The Biblical Tradition Advocates Healthcare for All – Even for Enemies of the State

Readings for the 28th Sunday in Ordinary Time: 2 KGS 5: 14-17; PS 98: 1-4; 2 TM 2: 8-13; 1 THES 5:18; LK 17: 11-19

On October 4th, President Trump signed a proclamation denying visas to immigrants who can’t afford to purchase health insurance within 30 days of their arrival to the United States. The new restrictions are scheduled to be implemented on November 3. They will also exclude immigrants from subsidies under the Affordable Care Act.

In its proclamation, the White House said it was taking this step to safeguard the health-care system for American citizens by preventing immigrants from enrolling in Medicaid or going to emergency rooms with no insurance, requiring hospitals or taxpayers to cover the cost.

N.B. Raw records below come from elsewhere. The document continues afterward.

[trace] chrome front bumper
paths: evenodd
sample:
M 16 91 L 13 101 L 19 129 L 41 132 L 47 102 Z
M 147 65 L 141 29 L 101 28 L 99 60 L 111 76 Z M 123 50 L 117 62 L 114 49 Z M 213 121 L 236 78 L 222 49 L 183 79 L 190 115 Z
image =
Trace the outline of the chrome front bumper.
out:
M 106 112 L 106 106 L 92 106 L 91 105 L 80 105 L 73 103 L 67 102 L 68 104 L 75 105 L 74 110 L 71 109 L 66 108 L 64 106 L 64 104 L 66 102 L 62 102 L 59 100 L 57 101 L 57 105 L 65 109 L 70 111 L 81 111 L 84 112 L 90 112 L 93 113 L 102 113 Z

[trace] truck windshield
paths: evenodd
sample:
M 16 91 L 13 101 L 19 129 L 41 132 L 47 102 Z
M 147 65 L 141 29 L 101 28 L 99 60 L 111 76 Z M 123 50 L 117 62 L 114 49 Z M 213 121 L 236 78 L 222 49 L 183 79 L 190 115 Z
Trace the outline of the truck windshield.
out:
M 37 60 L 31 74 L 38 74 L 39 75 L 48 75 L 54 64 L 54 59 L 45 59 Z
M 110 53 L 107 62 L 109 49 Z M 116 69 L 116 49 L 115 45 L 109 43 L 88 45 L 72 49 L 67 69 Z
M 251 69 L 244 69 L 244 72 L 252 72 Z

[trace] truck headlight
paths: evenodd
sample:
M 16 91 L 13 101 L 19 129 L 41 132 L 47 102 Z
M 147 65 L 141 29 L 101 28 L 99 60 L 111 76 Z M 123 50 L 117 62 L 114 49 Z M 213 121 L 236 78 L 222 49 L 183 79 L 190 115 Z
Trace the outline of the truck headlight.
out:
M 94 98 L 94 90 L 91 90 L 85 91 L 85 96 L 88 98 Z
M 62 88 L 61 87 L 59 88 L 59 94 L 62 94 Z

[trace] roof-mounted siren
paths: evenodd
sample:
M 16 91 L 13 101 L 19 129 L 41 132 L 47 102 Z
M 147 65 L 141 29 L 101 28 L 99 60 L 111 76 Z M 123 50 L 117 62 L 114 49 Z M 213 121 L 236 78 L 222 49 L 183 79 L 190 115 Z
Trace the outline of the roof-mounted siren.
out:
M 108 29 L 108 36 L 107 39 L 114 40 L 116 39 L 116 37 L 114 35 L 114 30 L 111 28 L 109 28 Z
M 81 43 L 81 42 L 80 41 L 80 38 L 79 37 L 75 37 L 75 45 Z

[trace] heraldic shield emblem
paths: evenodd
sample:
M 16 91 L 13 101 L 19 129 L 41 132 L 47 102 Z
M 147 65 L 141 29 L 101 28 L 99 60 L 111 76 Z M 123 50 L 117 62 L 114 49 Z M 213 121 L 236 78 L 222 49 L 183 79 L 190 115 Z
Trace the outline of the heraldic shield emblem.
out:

“President Trump has taken action to promote immigrant self-sufficiency, which has long been a fundamental aspect of our immigration system,” the proclamation said.

In other words, (and listen for the irony here) the uber-rich president’s action is directed against poor people and is designed to save money for a revenue base recently depleted by tax breaks principally benefitting the richest people in the most affluent country in the world.

It’s simply another onslaught in Trump’s war of rich against poor.

Today’s liturgy of the word shows that the new proclamation is not only ironic, it also stands in sharp contradiction to the Judeo-Christian tradition and its emphasis on gratuitous healing.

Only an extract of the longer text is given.